In her view, real milk demands real infrastructure. The company, she notes, handled a herd of goats before they began working alongside nonprofit humane farms to sustain supply without compromising animal welfare, certified by Leaping Bunny.
“In Ohio, raw milk isn’t largely sold for human consumption, leaving many farms with excess product. Honey Sweetie Acres purchases that milk,” Bauscher says, highlighting how that operational decision is taken to support local agriculture while aiming to maintain quality standards.
According to Bauscher, each partner farm undergoes annual multi-hour Certified Humane inspections covering veterinary care, sanitation, feed quality, and housing. “When you use raw milk, it must be pristine,” Bauscher explains. “Clean barns, washed udders, stainless steel equipment, there’s no margin for carelessness.”
That attention to composition extends to formulation as well. Bauscher notes how the company breeds Nigerian Dwarf goats, which are known for yielding the highest butterfat content. “Higher butterfat is harder to work with and requires skill, but it has the potential to feed the skin barrier function,” she says.

Rather than adding synthetic foaming agents or chelators, Honey Sweetie Acres relies on the inherent sugars in milk combined with castor and coconut oils to generate lather naturally. She highlights how oils are purchased in full barrels with an aim to maintain purity and economic viability.
However, Bauscher notes how misconceptions about goat milk products persist. In her view, consumers unfamiliar with agriculture often associate livestock with odor or unsanitary conditions. She counters that assumption with process transparency. “Milk is a product that must be clean. Everything from the barn to the bottling has to be sanitary. That’s non-negotiable.” Keeping that transparency at the forefront, she frames her product line as EWG Verified, primarily unscented and essential oil-based, formulated for sensitive skin and chronic concerns, such as eczema and lichen planus.
With innovation as another pillar of the brand, the company also produces a Dragon’s Blood Resin soap formulated for eczema support, a persimmon soap inspired by Japanese skincare traditions to neutralize nonenal odor, and a fulvic acid bar curated to deliver trace minerals and vitamins to the skin. Additionally, the brand’s Jewelweed formulations address poison ivy irritation. “All our soaps are formulated with a larger purpose; the scent is merely a bonus,” she says.
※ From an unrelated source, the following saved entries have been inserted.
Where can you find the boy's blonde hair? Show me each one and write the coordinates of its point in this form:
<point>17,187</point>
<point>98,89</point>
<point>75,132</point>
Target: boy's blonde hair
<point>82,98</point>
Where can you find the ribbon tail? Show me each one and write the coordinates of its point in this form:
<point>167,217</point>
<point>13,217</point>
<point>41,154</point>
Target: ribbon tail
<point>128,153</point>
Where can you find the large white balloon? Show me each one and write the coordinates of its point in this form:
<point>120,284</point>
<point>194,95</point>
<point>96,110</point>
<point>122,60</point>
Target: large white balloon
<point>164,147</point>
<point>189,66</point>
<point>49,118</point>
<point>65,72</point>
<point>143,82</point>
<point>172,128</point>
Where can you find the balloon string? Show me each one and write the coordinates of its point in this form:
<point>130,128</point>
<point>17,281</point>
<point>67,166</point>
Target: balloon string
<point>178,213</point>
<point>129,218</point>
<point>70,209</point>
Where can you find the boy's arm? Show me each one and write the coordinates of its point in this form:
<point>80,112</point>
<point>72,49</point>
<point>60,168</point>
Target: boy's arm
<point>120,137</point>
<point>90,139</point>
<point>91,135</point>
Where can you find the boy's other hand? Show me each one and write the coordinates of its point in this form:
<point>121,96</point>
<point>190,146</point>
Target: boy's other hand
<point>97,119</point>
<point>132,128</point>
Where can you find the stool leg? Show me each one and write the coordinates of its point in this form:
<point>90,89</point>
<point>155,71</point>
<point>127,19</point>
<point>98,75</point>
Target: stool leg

Recognition has followed as Honey Sweetie Acres secured a 2021 Better Business Bureau Torch Award for marketplace ethics, achieved the 2014 Best of City award, and placed in the top 10 internationally in the CertClean Awards.
The company’s retail demand, once paused to streamline operations, returned on Feb. 1, 2026 after sustained customer insistence. She explains, “I constantly hear, ‘I can’t use anything else.’ That level of loyalty tells us we’re doing something right.” International expansion is now on the horizon, guided by the same principle that built the brand.
“We’ve always striven to stand out through transparency, customer-centricity, and real ingredients,” Bauscher says. “If people want skincare they can trust, from farm to formulation, we’re here to deliver exactly that.”